Muskelaufbau ohne Geräte

Du willst endlich einen Körper haben, um den dich alle beneiden? Muskeln stärken nicht nur dein Selbstwertgefühl, sie dienen auch dem Schutz deiner Gelenke und beugen einer falschen Körperhaltung vor, die Kopfschmerzen und Verspannungen auslösen kann. Das Beste ist jedoch, dass du mit Muskeln auch im Ruhezustand mehr Kalorien verbrennst, als untrainierte Menschen.

Was ist wichtig für ein optimales Muskelaufbautraining?

Trainingsgestaltung

Damit deine Muskeln wachsen, musst du entgegen der weitverbreiteten Meinung nicht lange, aber dafür umso intensiver trainieren. Studien belegen die Effizienz von kurzen Work-outs. Wichtig ist, dass du an deine Grenze gehst und deine Kraft bis ans Äußerste ausreizt. Nur so entstehen winzige Risse im Muskelgewebe, die sich später übrigens als Muskelkater bemerkbar machen, welche sich während der Regenerationsphase verdicken. Optisch gewinnen deine Muskeln durch diesen Prozess an Volumen.

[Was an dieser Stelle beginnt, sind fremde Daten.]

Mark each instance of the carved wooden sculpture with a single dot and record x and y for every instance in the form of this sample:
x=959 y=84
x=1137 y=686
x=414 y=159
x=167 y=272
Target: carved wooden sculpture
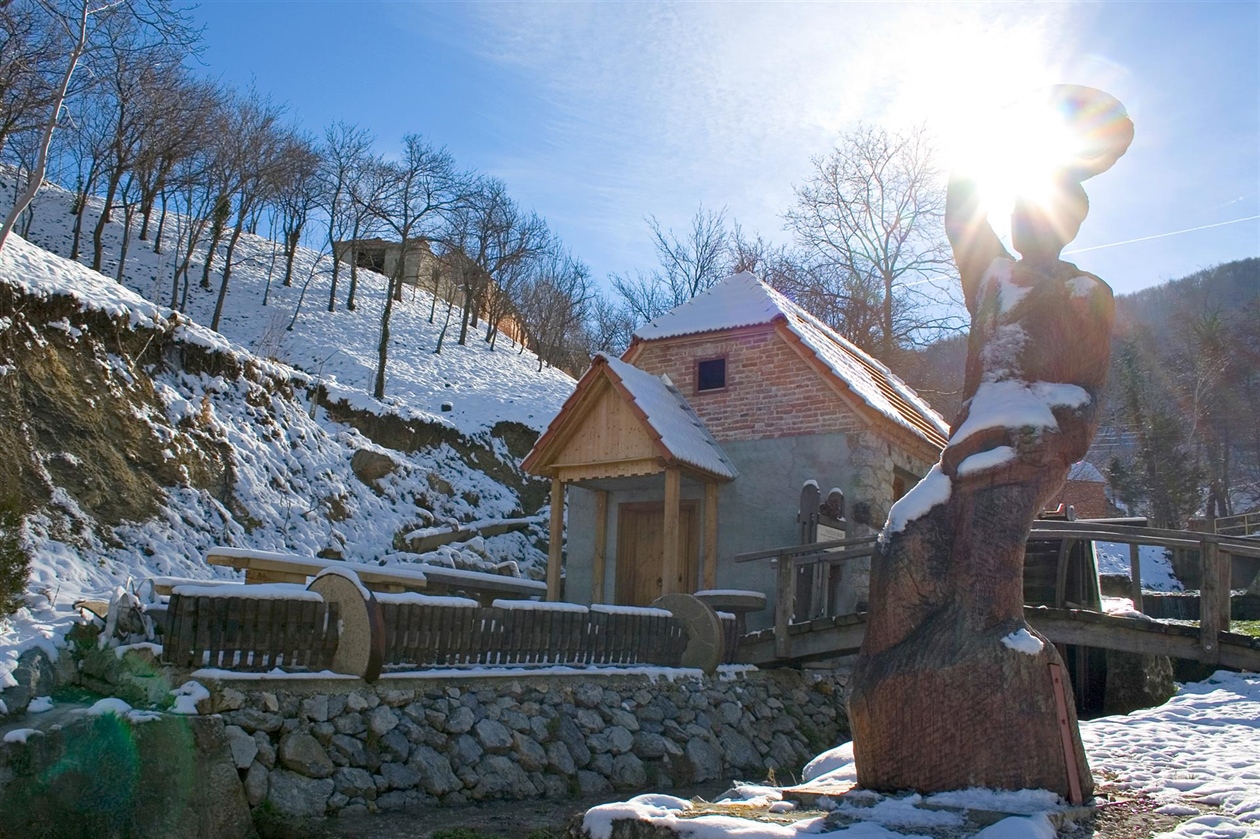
x=951 y=689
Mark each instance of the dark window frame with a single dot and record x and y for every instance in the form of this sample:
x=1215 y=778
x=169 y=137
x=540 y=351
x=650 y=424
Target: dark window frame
x=726 y=378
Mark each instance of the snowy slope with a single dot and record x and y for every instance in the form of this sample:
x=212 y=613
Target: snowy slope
x=481 y=386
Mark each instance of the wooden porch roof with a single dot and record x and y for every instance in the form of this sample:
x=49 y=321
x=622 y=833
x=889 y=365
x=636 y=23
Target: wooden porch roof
x=621 y=422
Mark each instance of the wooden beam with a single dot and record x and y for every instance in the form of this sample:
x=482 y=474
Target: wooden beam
x=601 y=537
x=711 y=536
x=670 y=576
x=1135 y=576
x=556 y=539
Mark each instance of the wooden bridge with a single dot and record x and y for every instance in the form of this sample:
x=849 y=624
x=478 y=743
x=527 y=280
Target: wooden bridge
x=1060 y=586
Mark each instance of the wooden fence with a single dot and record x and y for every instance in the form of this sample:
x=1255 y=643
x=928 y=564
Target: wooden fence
x=420 y=635
x=253 y=634
x=223 y=627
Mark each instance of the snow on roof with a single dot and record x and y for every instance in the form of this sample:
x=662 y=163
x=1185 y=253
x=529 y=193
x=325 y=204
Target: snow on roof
x=1084 y=470
x=672 y=417
x=744 y=300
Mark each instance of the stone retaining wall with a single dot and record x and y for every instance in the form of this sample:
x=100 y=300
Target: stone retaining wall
x=314 y=747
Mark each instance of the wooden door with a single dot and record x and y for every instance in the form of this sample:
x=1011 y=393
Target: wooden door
x=641 y=551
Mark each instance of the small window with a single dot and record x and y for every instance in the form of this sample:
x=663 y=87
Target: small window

Bei guter Fitness kannst du dieses wirksame Training ruhig bis zu fünf Mal in der Woche praktizieren. Als Anfänger genügen zwei Tage, wobei das Pensum ausbaufähig ist. Zudem solltest du die Übungen variieren, damit deine Fortschritte nicht stagnieren. Halte deine Einheiten am besten in einem Trainingsplan fest. Anhand dessen behältst du auch die Übersicht, welche Muskelgruppen du stärken musst. Wichtig für deine Fitness ist nämlich, dass alle Körperpartien gefestigt werden.

Regenerationsphase

Unterschätze nicht die Wichtigkeit der ausreichenden Regeneration. Deine Muskeln wachsen nicht im Training, sondern in der Erholungsphase. Je nach Trainingsintensität solltest du deinem Körper 1-2 Tage Ruhe gönnen. Schiebe das nächste Work-out aber nicht auf die lange Bank, denn nach einer Woche ist der Trainingsfortschritt wieder dahin. Zur Regeneration gehören überdies genügend Schlaf und eine sportgerechte Ernährung. Aber dazu später mehr.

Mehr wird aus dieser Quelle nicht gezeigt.